Dank euch können wir beruhigt zur Arbeit fahren. Unser Kind ist gut aufgehoben und kann in Kontakt mit Gleichaltrigen kommen. Ihr unterstützt die Entwicklung unserer Kinder zu sozialen Wesen.

Dafür braucht ihr Nerven aus Stahl. Während viele von uns schon an einem Kind verzweifeln, habt ihr gleich eine ganze Horde zu betreuen. Und wie es so ist, wenn man mit unserem höchsten Gut, nämlich unseren Kindern, arbeitet, müsst ihr viel Kritik einstecken. Dabei versucht ihr nur das Beste im Rahmen eurer Möglichkeiten.

Kinder betreuen und fördern - das ist nicht einfach nur "spielen". Das ist harte Arbeit, die euch oft an die Grenzen bringt. Euch fehlen Kollegen, ihr müsst Planungen und Konzepte erarbeiten, habt oft Kinder in euren Gruppen, die besondere Aufmerksamkeit brauchen - wie sollt ihr das schaffen?

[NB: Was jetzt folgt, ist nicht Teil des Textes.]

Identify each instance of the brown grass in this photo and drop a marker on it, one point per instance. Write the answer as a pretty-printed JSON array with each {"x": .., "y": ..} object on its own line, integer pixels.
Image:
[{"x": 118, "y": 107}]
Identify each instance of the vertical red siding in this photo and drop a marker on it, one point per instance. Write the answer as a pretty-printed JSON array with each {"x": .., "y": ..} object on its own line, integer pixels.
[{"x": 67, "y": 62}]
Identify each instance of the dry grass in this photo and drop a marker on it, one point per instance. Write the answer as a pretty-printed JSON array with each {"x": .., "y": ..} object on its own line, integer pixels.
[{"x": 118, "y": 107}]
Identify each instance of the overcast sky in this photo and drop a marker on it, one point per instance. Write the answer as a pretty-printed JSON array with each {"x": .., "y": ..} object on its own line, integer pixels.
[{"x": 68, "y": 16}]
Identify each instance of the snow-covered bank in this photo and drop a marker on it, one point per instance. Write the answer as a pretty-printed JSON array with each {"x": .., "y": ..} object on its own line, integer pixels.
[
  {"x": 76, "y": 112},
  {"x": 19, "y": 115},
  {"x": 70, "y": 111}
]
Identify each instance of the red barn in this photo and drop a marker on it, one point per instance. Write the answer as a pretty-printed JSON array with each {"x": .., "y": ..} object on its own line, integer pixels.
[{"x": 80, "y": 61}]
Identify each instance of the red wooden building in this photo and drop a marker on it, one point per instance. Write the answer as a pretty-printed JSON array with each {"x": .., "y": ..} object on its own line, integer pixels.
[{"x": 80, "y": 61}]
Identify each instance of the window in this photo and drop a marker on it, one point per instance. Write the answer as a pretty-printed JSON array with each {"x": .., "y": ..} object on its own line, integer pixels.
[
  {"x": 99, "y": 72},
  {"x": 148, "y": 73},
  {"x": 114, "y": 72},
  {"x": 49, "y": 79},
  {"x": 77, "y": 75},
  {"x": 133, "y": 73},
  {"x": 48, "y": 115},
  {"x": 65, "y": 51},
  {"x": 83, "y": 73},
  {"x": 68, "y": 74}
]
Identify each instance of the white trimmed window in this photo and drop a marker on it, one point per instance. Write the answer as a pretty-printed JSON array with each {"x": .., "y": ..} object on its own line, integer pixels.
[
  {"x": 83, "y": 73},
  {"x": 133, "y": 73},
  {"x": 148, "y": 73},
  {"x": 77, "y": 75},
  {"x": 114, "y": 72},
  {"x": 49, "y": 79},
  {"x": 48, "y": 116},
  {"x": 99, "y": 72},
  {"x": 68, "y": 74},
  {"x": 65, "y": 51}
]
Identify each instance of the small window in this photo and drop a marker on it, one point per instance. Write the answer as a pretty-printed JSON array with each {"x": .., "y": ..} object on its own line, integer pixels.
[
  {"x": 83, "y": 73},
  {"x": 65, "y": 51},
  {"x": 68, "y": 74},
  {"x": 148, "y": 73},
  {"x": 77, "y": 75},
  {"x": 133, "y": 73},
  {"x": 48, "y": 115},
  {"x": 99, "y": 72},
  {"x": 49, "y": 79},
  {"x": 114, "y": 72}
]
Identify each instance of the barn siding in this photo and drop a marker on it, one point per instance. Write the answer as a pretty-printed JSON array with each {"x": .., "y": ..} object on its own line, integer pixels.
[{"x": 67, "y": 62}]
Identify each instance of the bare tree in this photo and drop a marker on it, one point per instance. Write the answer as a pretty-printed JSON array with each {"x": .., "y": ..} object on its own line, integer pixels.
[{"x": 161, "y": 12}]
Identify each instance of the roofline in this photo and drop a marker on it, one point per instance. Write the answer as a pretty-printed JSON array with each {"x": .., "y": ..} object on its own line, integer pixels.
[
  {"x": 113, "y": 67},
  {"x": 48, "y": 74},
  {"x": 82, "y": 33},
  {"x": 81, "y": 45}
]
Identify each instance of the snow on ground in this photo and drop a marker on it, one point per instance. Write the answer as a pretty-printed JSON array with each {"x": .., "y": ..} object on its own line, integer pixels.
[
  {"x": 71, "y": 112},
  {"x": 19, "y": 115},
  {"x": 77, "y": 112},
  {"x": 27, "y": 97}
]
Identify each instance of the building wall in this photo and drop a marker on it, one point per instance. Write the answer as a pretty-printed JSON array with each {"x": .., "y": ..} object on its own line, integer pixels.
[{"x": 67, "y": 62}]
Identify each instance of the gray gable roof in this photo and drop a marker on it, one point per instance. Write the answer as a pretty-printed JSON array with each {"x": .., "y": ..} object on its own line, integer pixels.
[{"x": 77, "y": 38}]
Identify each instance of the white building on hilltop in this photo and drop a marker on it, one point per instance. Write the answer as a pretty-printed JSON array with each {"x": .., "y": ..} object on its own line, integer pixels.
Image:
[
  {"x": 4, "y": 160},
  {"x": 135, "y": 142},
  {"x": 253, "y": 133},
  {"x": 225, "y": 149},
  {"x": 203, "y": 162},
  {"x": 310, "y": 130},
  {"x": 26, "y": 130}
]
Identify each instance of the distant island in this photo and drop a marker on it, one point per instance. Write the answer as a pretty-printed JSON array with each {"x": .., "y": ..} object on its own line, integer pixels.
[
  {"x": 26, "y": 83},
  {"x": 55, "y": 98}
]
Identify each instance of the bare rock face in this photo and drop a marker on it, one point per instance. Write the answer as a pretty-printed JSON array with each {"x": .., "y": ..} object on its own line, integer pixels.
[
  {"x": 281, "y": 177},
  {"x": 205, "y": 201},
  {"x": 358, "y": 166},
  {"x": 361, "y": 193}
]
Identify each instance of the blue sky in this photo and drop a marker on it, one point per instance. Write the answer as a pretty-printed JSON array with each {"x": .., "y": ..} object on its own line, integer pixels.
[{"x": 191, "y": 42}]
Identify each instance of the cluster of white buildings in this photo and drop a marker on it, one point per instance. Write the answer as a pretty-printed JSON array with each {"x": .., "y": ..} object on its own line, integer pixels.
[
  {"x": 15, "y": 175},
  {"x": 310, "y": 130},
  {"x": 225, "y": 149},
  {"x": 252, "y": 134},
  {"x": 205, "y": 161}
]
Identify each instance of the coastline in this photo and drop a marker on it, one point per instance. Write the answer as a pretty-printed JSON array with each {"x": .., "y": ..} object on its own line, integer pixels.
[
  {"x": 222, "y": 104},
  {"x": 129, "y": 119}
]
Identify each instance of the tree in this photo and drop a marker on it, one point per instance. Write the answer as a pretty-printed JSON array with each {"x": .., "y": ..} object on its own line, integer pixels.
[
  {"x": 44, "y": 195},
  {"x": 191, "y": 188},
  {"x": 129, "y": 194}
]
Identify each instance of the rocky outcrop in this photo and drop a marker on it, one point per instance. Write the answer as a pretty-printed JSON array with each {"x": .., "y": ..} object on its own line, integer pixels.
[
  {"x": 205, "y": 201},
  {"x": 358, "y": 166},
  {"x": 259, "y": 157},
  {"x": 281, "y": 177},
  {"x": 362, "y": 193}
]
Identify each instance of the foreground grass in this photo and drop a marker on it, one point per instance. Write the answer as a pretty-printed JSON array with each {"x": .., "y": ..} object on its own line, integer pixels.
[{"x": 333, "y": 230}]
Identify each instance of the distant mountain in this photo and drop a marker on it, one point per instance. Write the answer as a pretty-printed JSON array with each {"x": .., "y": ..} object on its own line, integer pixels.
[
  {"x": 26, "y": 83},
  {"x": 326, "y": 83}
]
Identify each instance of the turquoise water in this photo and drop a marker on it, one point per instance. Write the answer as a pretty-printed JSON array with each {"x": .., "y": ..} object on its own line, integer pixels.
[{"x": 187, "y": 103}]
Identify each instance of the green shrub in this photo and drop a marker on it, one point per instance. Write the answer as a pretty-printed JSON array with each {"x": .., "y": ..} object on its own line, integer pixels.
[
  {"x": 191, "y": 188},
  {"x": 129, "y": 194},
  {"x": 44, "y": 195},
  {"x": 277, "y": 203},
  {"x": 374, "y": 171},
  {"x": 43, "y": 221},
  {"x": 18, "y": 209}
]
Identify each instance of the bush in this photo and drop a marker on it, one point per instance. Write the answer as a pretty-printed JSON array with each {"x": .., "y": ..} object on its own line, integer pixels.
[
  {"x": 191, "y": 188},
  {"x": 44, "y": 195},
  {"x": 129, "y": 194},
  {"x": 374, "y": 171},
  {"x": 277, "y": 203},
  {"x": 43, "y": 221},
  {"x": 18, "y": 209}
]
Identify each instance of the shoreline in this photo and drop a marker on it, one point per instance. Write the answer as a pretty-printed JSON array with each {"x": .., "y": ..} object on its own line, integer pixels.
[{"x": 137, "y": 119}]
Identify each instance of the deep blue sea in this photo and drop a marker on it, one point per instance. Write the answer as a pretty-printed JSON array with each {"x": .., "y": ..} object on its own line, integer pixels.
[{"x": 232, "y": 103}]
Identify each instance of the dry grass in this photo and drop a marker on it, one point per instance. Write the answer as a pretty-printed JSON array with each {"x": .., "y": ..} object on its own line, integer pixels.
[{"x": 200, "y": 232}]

Ihr streikt jetzt für ein besseres Gehalt und bessere Arbeitsbedingungen. Und das Schöne ist: Ihr findet viel Zuspruch in der Bevölkerung. Wir wünschen euch viel Erfolg!

  • Mütter/Väter

Euer Job ist so mies bezahlt, dass die meisten von euch noch einen Zweitjob annehmen müssen. Und nicht selten ist dieser Zweitjob eine Vollzeitstelle. Es bleibt aber ein Zweitjob, denn euer Erstjob, das "Elternsein", bleibt der Job eures Herzens. Und auch wenn ihr nicht anders könnt, ihr BRAUCHT diesen Zweitjob, so plagt euch doch immer das schlechte Gewissen, wenn ihr eure Kinder verlasst, um Geld zu verdienen.

Elternsein ist ein extrem vielseitiger Job. Ihr seid Lehrer, Koch, Chauffeur, Therapeut und und und. Ihr übernehmt all diese Aufgaben für eure Kinder. Ihr bekommt zwar kein Geld dafür , aber die Liebe Eurer Kinder - und den Dank.

Unsere Liste ist garantiert nicht vollständig. Es gibt sicher noch viele andere Berufsgruppen, bei denen eine Menge schief läuft, die aber dennoch nicht streiken. Unser Dank gilt selbstverständlich euch allen!